Choix du liant selon l'application
La chaux
Les chaux sont des liants naturels, souvent privilégiés pour la rénovation des bâtiments anciens. Elles conservent leur souplesse après durcissement et ont un faible retrait lors du séchage, s'adaptant ainsi aux mouvements naturels des structures. Ces propriétés minimisent les fissures dans les enduits. Les mortiers à base de chaux sont imperméables au ruissellement tout en permettant l'échange de vapeur d'eau. Cette respirabilité aide à prévenir les moisissures et garantit la durabilité de constructions en pierres tendres. De plus, la chaux régule l'humidité, assurant un environnement sain par son action antiseptique.
Trois catégories de chaux :
- La chaux aérienne : fabriquée à partir de calcaires naturels, elle décroît par carbonatation en absorbant le gaz carbonique. Très utilisée pour des décorations et enduits sains, son temps de prise est long.
- La chaux hydraulique : mélangé à du calcaire et de l'argile, elle durcit rapidement par réaction chimique à l'eau. Adaptée aux milieux humides, elle se décline en plusieurs types, chacun ayant ses spécificités adaptées à divers travaux.
- La chaux naturelle : exempte d'adjuvants toxiques, elle est idéale pour des applications de construction respectueuses de l'environnement.
Le ciment
Le ciment est un liant hydraulique offrant une très haute résistance à la compression et une prise rapide.
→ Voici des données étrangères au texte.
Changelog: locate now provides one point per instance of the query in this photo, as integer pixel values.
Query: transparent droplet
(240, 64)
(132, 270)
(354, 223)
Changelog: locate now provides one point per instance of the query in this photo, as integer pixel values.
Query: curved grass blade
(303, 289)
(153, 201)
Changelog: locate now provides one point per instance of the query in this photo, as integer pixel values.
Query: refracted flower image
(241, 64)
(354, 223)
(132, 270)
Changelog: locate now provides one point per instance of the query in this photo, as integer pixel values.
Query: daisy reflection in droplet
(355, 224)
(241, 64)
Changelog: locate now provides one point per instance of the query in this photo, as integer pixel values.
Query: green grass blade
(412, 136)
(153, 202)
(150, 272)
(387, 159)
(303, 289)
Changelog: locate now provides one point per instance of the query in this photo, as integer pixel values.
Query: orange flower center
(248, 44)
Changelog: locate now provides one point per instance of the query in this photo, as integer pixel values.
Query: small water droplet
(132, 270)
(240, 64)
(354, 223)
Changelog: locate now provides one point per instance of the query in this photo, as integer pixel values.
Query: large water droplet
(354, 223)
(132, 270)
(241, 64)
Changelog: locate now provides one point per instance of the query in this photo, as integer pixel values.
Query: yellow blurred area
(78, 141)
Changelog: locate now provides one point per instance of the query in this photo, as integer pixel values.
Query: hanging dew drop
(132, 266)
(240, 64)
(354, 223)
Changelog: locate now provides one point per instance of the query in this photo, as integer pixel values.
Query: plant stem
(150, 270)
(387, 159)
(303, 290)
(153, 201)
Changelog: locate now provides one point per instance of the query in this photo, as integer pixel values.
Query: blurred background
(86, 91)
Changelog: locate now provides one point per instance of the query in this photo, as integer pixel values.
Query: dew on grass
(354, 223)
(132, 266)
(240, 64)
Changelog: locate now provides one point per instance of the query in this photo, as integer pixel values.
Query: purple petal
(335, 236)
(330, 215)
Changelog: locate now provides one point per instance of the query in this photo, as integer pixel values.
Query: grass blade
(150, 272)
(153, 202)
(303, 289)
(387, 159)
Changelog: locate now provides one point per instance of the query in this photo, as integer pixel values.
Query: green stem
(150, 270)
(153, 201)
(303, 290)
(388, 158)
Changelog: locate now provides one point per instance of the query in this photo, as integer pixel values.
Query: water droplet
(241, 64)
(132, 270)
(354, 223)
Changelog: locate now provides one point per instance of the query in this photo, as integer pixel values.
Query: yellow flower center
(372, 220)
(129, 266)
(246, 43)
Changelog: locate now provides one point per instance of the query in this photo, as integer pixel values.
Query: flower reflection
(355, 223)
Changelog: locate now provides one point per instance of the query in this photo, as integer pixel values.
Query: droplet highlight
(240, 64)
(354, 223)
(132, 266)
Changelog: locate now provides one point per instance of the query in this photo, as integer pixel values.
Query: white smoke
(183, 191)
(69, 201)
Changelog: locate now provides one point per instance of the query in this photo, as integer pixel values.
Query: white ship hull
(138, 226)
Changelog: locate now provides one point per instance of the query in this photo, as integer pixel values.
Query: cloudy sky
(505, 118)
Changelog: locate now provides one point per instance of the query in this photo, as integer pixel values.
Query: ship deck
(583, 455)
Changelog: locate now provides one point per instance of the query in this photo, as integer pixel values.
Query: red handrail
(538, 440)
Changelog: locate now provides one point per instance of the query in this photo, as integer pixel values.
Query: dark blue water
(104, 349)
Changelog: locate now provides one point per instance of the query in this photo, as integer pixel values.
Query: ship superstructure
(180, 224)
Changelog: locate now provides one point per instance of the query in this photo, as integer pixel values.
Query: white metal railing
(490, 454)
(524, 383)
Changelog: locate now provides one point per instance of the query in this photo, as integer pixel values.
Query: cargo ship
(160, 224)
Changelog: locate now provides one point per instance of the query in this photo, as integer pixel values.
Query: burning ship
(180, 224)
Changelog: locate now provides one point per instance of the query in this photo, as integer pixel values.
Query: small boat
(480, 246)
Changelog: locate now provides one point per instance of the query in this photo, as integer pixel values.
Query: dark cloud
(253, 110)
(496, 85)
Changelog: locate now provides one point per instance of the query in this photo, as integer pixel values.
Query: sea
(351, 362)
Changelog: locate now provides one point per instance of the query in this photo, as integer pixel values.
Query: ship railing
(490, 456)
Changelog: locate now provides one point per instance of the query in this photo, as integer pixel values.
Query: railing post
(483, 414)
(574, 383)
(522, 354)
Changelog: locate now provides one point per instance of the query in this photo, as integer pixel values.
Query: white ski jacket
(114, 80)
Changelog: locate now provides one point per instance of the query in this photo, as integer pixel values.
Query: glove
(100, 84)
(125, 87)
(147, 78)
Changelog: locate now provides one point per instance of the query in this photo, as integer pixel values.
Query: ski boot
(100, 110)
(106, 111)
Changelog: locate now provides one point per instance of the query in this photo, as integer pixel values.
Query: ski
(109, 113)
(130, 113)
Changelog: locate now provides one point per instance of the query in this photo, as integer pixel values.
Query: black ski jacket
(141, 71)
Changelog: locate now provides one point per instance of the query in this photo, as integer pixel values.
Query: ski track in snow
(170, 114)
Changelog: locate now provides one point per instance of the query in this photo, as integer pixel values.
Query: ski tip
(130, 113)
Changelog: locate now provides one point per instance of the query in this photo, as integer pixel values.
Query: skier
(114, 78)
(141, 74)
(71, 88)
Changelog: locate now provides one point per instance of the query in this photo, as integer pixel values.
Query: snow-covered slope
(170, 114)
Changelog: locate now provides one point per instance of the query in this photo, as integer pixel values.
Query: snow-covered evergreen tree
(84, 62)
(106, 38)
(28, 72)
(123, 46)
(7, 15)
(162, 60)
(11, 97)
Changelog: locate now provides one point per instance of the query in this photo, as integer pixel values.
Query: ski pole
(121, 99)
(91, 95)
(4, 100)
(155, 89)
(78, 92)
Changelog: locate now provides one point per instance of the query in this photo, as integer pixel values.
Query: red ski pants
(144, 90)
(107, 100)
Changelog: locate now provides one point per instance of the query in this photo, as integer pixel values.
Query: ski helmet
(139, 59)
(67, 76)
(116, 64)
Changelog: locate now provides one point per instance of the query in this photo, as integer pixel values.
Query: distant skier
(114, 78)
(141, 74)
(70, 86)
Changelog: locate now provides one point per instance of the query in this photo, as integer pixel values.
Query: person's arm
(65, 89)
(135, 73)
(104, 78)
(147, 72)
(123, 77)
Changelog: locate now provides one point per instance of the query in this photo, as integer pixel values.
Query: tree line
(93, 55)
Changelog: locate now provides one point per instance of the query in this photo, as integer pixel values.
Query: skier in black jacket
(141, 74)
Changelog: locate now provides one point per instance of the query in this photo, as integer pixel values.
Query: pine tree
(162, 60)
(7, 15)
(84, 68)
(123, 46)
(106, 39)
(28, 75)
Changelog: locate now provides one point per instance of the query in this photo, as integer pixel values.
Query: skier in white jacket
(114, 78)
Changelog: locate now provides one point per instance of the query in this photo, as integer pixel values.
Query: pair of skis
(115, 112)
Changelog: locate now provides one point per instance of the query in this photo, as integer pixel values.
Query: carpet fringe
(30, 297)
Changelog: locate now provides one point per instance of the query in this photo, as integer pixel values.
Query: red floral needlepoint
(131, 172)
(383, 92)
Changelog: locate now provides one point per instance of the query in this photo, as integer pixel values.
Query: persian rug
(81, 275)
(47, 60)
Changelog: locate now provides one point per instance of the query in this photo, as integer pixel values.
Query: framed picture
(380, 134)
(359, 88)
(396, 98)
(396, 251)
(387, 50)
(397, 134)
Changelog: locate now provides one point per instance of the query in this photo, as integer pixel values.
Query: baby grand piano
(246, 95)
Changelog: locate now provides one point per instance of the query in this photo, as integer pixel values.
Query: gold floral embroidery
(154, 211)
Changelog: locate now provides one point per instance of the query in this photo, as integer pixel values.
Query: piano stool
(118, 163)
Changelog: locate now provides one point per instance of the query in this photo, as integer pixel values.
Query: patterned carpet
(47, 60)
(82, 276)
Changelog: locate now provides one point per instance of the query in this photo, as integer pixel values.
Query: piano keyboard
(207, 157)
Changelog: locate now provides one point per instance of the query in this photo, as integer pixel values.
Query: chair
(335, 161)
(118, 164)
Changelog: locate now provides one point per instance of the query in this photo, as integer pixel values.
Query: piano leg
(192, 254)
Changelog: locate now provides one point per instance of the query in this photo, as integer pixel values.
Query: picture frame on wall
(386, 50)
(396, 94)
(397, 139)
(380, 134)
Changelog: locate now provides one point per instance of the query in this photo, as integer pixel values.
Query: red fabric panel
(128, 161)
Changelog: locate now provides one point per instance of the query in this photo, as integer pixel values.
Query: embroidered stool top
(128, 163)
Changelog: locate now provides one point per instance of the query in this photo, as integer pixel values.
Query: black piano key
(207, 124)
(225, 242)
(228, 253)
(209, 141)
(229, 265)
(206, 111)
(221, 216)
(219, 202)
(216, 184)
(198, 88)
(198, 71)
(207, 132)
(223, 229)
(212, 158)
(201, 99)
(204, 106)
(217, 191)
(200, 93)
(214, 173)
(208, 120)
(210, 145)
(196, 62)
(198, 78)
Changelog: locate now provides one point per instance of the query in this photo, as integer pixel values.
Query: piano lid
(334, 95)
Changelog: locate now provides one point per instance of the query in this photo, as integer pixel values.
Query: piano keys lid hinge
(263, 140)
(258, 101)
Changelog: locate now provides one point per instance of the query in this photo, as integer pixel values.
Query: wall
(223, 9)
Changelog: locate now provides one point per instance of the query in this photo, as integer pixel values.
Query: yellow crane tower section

Contrairement à la chaux, il est peu perméable à l'air et à l'eau, ce qui le rend adapté à plusieurs applications :
- Pour solidariser ou enduire des matériaux durs comme les briques et les blocs de béton ;
- Pour réaliser des chapes dans des environnements humides ;
- Pour assurer l'étanchéité de cuves et réservoirs.
Les mortiers de ciment ne conviennent pas pour le jointoiement de matériaux tendres, car ils peuvent se fissurer et se décoller, provoquant des infiltrations d'eau. Les principales catégories de ciment comprennent :
- Ciment Portland CEM I, à prise rapide ;
- Ciment Portland composé CEM II pour la maçonnerie générale ;
- Ciments de hauts fourneaux CEM III pour des milieux corrosifs ;
- Ciments blancs pour des travaux décoratifs.
Agrégats des mortiers
Pour la plupart des mortiers, on privilégie le sable de construction propre. La granulométrie idéale varie entre 0 et 2 mm pour les enduits, et jusqu'à 4 ou 6 mm pour d'autres travaux de maçonnerie.
Dosages des ingrédients
Les dosages suivants sont des indications pour du sable sec, basés sur les DTU. Pour confectionner 1 m³ de mortier frais, il faut environ 1 600 kg de sable et ajuster l'eau selon la nature du sable :
- Gobetis : 450 kg de ciment/chaux pour surfaces neuves, 500 kg de chaux hydraulique pour matériaux tendres.
- Corps d'enduit : 450 kg de ciment/chaux ou 300 kg de chaux + 150 kg de ciment.
- Enduit de finition : 300 kg de ciment/chaux.
Également, il est possible de coupler chaux et ciment pour des mortiers bâtards.
Préparation des mortiers
Peu importe le liant choisi, le mélange se fait en suivant un processus simple :
- Sur une surface propre, versez le sable suivi du ciment.
- Mélangez jusqu'à obtenir une couleur homogène.
- Créez un cratère au centre et ajoutez 2/3 d'eau.
- Incorporez l'eau progressivement tout en mélangeant jusqu'à la consistance désirée.
Pour des méthodes mécaniques, versez d'abord l'eau dans la bétonnière, suivie du sable et du liant. Mélangez jusqu'à obtenir la viscosité souhaitée.
Notez que les éventuels adjuvants doivent être dissous dans l'eau de gâchage avant utilisation.